NEW YORK — Small apparel retailers are fuming after receiving notification from Levi Strauss & Co. setting yearly minimum orders. Levi’s has put a minimum price tag of $10,000 on the amount of business it does annually with small retailers.
The San Francisco-based sportswear manufacturer has sent letters to an undisclosed number of small stores informing them that beginning March 31, 1995, it will no longer do business with them because their annual bookings do not exceed $10,000.
The move is not unprecedented in the industry. Nike and Timberland have set minimum purchases for a combination of apparel and footwear.
Tom Fanoe, vice president of customer relations for the U.S. at Levi Strauss, said the decision was part of Levi’s stated aim to reevaluate all business practices.
Fanoe said a disproportionate amount of company resources had been allocated to these smaller retailers: “We decided that we could take those resources and make them much more effective by redeploying them elsewhere.
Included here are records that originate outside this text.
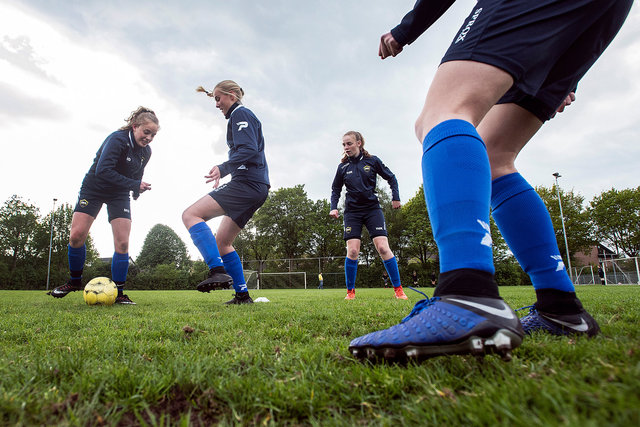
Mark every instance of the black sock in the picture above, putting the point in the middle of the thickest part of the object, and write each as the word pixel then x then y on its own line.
pixel 468 282
pixel 557 302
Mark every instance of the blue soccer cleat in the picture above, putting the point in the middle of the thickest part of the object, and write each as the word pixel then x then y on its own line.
pixel 445 325
pixel 559 324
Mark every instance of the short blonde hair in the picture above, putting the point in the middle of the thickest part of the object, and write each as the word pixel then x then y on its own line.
pixel 228 87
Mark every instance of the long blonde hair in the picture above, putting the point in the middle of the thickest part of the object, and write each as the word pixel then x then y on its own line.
pixel 140 116
pixel 228 87
pixel 359 138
We have many small independent retail accounts who do a significant amount of business and are very important to us. This is just a very small percent of our company’s volume that we’re talking about here.”
The letter from Gary Magnus, Levi’s director of retail strategies, stated, “This has been an extremely tough decision for us. We understand the close relationship that you have had with Levi Strauss & Co. in the past, and we wish that we did not have to take this action.”
Hundreds of the retailers who received letters, in fact, had done zero volume with Levi’s lately, noted Fanoe.
This is the second notification most of these stores have received from the Levi’s. A month ago, retailers got a letter informing them that Levi’s was “reevaluating its distribution,” according to one small merchant, who added: “Now the second shoe has dropped.”
John Nelson, of Nelson’s Clothing in Maycomb, Ill., received a letter from Levi’s on Tuesday morning informing him that he was one of the stores to be dropped. Nelson’s has sold Levi’s for more than 30 years and currently carries basic jeans and shorts, 550s, 560s and Silver Tab.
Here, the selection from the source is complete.